Other, broader trends are having just as big an impact on research. Asset management has evolved dramatically over the past decade, with the rise of cheap, passive index-tracking funds and computer-driven strategies, and investment groups that primarily work in private markets rather than public ones.
That is a major challenge for analysts who have historically focused on producing stock tips, economic research and fixed-income strategy for old-fashioned investment managers. Bank of America has even set up a dedicated ETF strategy team to meet the demand. Candace Browning, head of research at Bank of America Merrill Lynch said: “The rise of passive investing in particular has changed what clients want, and we need to respond to that.”
Analysts are also increasingly turning to cutting-edge data science to better cater to computer-driven investors, who seek to meld it with traditional fundamental investing, as well as a broader group of corporate clients.
Nowadays, analysts sift through non-traditional information such as satellite imagery and credit card data, or use artificial intelligence techniques such as machine learning and natural language processing to glean fresh insights from traditional sources such as economic data and earnings-call transcripts. “If all you’re doing is traditional fundamental analysis, it’s not enough any more,” said Joyce Chang, chair of research at JPMorgan.
Almost every bank is now exploring how newer technology can enhance their analysis, or even become a separate business line. A good example is UBS’s Evidence Lab, which last year was split off from its research department as a unit that collects, cleans and sells data to clients independently from its primary research offering.
The head of data at one asset manager said: “It’s a significant moment. It’s the start of a profound change of what the sellside is.”
Evidence Lab is far from the only such effort in the industry, though operating as a separate business is unusual. It was itself initially modelled on Morgan Stanley’s AlphaWise, a unit of about 100 data scientists, coders and analysts. “Analysis used to be very opinion-oriented. Now everyone wants the raw info. It’s about analysing it better,” said Mr Pirenc.
For now, verbose reports remain the bread and butter of an investment bank analyst. But the form of the content is evolving. These days reports are often shorter and punchier, and research can come in the form of videos, “charticles”, live events and even podcasts, and are also distributed through social media and even messaging apps.
“We have to adapt to the times,” said Dan Dowd, head of research at UBS. “I want to deliver content to clients in the way our clients want to consume it.”
Distribution is increasingly focused on pulling readers in rather than pushing content out. Rather than emailing research and praying it gets opened, many banks have built up personalisable research portals. More content is now made public. The websites of most big investment banks now look more like those of think-tanks.
Some money managers will still privately question the value of analysts, arguing that many of the best ones have migrated from banks to investment managers, and that the remaining ones are overworked and prone to groupthink.

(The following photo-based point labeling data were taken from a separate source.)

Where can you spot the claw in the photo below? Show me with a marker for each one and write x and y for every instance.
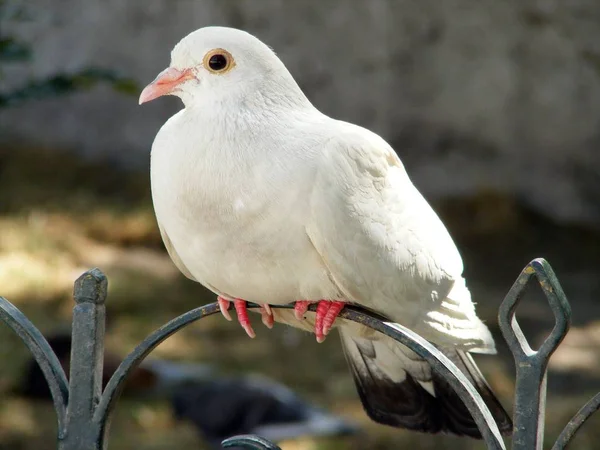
(267, 316)
(327, 312)
(224, 307)
(322, 309)
(334, 309)
(242, 313)
(300, 308)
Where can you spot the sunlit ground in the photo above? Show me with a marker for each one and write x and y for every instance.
(60, 216)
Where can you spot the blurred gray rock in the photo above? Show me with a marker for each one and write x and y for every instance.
(475, 95)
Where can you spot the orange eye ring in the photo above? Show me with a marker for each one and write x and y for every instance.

But questions over the worth of analysts are nothing new. “Is Wall Street Research Useless?” the magazine Institutional Investor asked in the late 1960s. Yet over the years, asset managers have continued to spend their time — their most valuable resource — poring through the research produced by investment banks.
“The evolution of capital markets has put investment research departments in a tricky position,” Ms Browning said. “The industry has changed dramatically in how it’s done and distributed. But what has not changed is the fundamental job: coming up with great ideas.”